Fomos igualmente pioneiros na cobrança de tributos pela rede bancária e na utilização da informática pela administração tributária. Na década de 1990, passamos a ser o primeiro país do mundo a fazer uso intensivo da internet na administração tributária e criamos regimes aduaneiros bem sofisticados, como a “aduana virtual” (Regime Aduaneiro Especial de Entreposto Industrial sob Controle Aduaneiro Informatizado – Recof).
A despeito da profusão de teses supersticiosas, a experiência brasileira de tributação sobre a movimentação financeira foi exitosa. Nenhum desastre aconteceu, como fora anunciado pelos catastrofistas. Ao contrário, essa forma de tributação se revelou eficiente e de baixo custo para o Fisco e para o contribuinte, além de ser ferramenta auxiliar da fiscalização.

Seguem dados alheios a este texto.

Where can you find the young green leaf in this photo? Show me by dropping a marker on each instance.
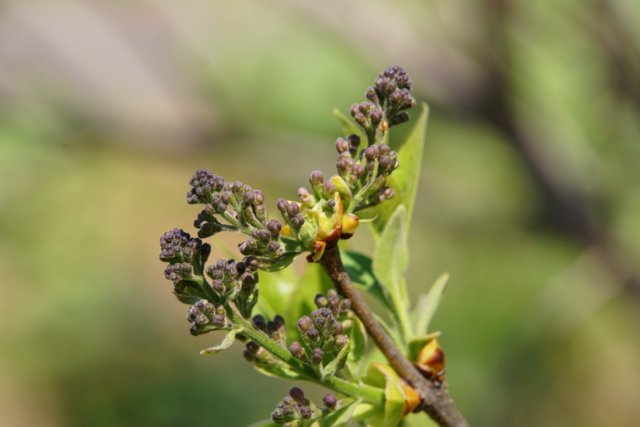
(276, 289)
(358, 337)
(348, 127)
(390, 261)
(341, 415)
(359, 268)
(336, 364)
(313, 281)
(225, 344)
(382, 375)
(428, 304)
(404, 181)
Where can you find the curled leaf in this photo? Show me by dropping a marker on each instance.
(225, 344)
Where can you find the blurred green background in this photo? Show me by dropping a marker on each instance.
(530, 195)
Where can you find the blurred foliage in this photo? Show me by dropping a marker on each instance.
(106, 108)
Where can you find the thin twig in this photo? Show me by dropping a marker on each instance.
(435, 399)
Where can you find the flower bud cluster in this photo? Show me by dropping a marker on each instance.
(391, 92)
(275, 329)
(322, 333)
(205, 317)
(366, 171)
(293, 409)
(228, 205)
(235, 280)
(186, 257)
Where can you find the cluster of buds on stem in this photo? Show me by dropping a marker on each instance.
(206, 317)
(293, 410)
(323, 332)
(365, 171)
(185, 257)
(235, 281)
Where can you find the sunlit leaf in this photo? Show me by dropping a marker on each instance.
(348, 127)
(359, 267)
(428, 304)
(336, 364)
(341, 415)
(383, 375)
(404, 180)
(390, 261)
(225, 344)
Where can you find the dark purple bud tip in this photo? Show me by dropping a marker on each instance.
(297, 394)
(330, 401)
(304, 323)
(296, 350)
(316, 356)
(342, 145)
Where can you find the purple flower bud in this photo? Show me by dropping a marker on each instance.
(330, 401)
(304, 323)
(342, 145)
(316, 356)
(297, 350)
(297, 394)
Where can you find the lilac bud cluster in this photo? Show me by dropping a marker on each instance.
(366, 171)
(205, 317)
(322, 333)
(232, 280)
(264, 242)
(186, 257)
(391, 92)
(228, 205)
(290, 212)
(293, 409)
(369, 116)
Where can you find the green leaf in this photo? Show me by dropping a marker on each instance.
(390, 261)
(428, 304)
(264, 423)
(382, 375)
(279, 370)
(276, 289)
(336, 364)
(225, 344)
(313, 281)
(359, 268)
(358, 337)
(341, 415)
(405, 179)
(417, 343)
(348, 126)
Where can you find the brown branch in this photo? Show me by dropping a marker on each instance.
(435, 399)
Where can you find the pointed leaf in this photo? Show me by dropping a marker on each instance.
(405, 179)
(358, 337)
(428, 304)
(417, 343)
(336, 364)
(225, 344)
(341, 415)
(390, 261)
(349, 127)
(279, 370)
(382, 375)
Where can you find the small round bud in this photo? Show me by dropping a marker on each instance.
(342, 145)
(297, 394)
(316, 356)
(304, 323)
(330, 401)
(297, 350)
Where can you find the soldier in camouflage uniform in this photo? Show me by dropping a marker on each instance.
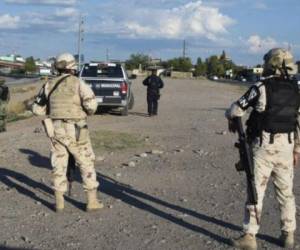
(4, 99)
(67, 100)
(271, 130)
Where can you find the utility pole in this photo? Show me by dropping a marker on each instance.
(107, 55)
(80, 39)
(184, 49)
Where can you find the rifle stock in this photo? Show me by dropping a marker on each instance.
(71, 172)
(246, 161)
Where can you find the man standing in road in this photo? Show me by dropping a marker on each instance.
(154, 84)
(67, 101)
(271, 132)
(4, 99)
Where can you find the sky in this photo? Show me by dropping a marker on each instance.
(245, 29)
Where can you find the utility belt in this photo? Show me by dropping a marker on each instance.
(271, 138)
(80, 127)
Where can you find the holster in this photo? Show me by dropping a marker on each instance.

Nos fóruns internacionais há um grande debate sobre a dedutibilidade dos juros, por estimular o endividamento das empresas. Alguns defendem sua limitação; outros, torná-los indedutíveis.
O Brasil, na reforma do IRPJ em 1995, adotou a regra dos juros remuneratórios do capital próprio, que consegue mitigar os efeitos da dedutibilidade dos juros de empréstimos, sem reduzir a capacidade de investimento das empresas. Alguns países chegaram, em algum momento, a adotar modelos semelhantes.
Inexiste, contudo, a menor disposição para examinar a solução brasileira. Afinal, ela não foi produzida pela OCDE nem consta dos manuais das organizações internacionais. Vetustos preconceitos explicam essa resistência.
É o que ocorre também com a isenção na distribuição dos resultados, como parte integrante do ciclo impositivo da tributação dos sócios de empresas.
A tributação exclusiva no lucro da pessoa jurídica é mais simples, menos vulnerável à evasão e elisão fiscais, mais flexível em relação à alocação de investimentos e neutra em relação aos regimes simplificados de tributação. Jamais será, entretanto, paradigma internacional, porque, de rigor, é made in Brazil.
A tributação na fonte nos fluxos internacionais, aqui adotada há décadas, é, por ora, a única forma eficaz de enfrentar os paraísos fiscais, pioneiramente conceituados no Brasil, e superar o imbróglio dos estabelecimentos permanentes no contexto da economia digital.
Os países industrializados, com apoio da OCDE, preferem, todavia, a tributação na residência, malgrado com construções sibilinas, justamente porque lá estão domiciliados os grandes prestadores de serviços.
É irracional não acolher experiências bem-sucedidas de outros países, tanto quanto é medíocre e ingênuo refugar soluções apenas porque são, na versão difamatória, “jabuticabas”.
CONSULTOR TRIBUTÁRIO, FOI SECRETÁRIO DA RECEITA FEDERAL (1995-2002)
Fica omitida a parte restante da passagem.